Engenheira Mecânica, Engenheira de Segurança do Trabalho, Mestre em Engenharia, Auditora Fiscal do Trabalho e professora em cursos de especialização.

9 Resultados

  1. Dyonatan Fortunato disse:

    Trabalho com poeira de madeira o limite é de 1mg/m3 o controle na fonte e trajetória é um desafio.

  2. Juarez Martinsmar disse:

    Para trabalho com á quente (solda e corte com lixadeira) com liberação de fumos metálicos, existem outras medidas que não seja o E.P.I ? Qual respirador seria o correto?

    • Cibele Flores disse:

      Leia o artigo sobre operações de soldagem, em que apresentamos a solução adequada para essas atividades e os fundamentos para essa decisão.
      Bom trabalho!

  3. Juarez Martinsmar disse:

    Mais duas dúvidas.
    Um colaborador que durante varias horas do dia, despeja sacos de cimento de 50 kg em um misturador e recebe a poeira em grande quantidade no seu rosto.
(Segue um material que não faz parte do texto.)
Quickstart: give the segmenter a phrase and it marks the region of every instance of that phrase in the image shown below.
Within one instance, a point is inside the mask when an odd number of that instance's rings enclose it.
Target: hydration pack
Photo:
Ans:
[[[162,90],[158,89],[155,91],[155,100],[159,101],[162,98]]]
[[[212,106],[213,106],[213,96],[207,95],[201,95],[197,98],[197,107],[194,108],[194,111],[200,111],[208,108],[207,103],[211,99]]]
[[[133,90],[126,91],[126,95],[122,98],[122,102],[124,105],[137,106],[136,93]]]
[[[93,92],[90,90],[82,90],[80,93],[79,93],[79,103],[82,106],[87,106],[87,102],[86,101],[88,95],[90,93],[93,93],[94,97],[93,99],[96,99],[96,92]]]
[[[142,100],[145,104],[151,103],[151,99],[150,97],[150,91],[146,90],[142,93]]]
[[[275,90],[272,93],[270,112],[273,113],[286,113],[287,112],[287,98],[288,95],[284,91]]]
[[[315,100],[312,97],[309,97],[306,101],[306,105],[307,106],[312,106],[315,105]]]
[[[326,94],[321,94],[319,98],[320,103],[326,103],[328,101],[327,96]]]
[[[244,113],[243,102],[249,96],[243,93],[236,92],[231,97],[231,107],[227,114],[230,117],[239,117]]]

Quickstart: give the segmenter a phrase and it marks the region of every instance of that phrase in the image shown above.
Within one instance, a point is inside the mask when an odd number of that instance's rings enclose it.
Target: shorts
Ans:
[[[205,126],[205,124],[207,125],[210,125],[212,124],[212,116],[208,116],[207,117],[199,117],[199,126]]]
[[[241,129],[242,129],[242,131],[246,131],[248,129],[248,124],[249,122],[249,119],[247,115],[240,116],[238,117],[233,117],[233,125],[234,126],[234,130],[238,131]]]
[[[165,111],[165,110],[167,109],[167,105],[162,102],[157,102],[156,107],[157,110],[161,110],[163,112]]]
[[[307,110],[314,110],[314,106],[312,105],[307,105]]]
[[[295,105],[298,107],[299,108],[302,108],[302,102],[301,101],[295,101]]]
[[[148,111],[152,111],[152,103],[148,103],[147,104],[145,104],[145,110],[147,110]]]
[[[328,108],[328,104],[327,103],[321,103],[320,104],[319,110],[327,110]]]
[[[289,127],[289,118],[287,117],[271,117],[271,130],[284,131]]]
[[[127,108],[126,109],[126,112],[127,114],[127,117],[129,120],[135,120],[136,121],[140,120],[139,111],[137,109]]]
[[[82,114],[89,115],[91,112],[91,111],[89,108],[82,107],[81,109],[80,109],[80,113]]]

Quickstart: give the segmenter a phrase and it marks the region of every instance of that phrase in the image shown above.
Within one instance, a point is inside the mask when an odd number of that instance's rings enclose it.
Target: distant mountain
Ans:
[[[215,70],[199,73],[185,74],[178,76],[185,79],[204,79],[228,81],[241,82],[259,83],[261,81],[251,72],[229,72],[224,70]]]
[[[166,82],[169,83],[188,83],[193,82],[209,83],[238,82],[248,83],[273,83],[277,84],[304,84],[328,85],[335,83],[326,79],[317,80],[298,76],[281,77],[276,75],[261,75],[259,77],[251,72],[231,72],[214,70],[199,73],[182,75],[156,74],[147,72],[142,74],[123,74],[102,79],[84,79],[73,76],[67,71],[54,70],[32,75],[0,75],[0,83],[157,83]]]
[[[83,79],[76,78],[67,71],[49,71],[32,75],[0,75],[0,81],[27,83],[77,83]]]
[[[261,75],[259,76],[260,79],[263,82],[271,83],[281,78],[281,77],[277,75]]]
Do ponto de vista respiratório:
    1- Qual o respirador recomendado?
    2- Quais as doenças que ele esta sujeito?

    • Cibele Flores disse:

      Olá,
      Sugiro que você leia os artigos sobre classificação de agentes químicos e proteção respiratória.
      Nosso objetivo não é prestar consultoria, e sim dar informações que permitam que você encontre suas próprias respostas, com independência e fundamento técnico. 🙂
      Até mais!

  4. Luiz Claudio disse:

    Com a obrigatoriedade de esocial, qual o valor médio cobrado para se fazer o escial em empresa de até 20 funciorios, grau de risco 1. Fazendo avaliações de ruido e vibração, junto com toda documentação e adequação da empresa ? Quanto que euposso cobrar, já que é o primeiro que vou fazer.

    • Cibele Flores disse:

      Olá,
      Não respondemos esse tipo de pergunta, mas vou deixar seu comentário publicado no caso de algum colega querer ajudar.
      Até mais!

  5. Career-Site disse:

    Em situacoes onde a empresa ja esta em funcionamento, ainda e possivel implantar medidas de controle, como, por exemplo, realizando sempre a manutencao e lubrificacao das maquinas e equipamentos, substituindo maquinas e equipamentos por outros mais modernos e silenciosos, instalando abafadores nos escapamentos e programando as operacoes de forma que diminua a quantidade de maquinas operando ao mesmo tempo. O controle no meio ou trajetoria se da quando o ruido ja foi gerado (na fonte). Este controle pode ser feito atraves da absorcao do som (por exemplo, com o uso de la de rocha) ou do isolamento acustico.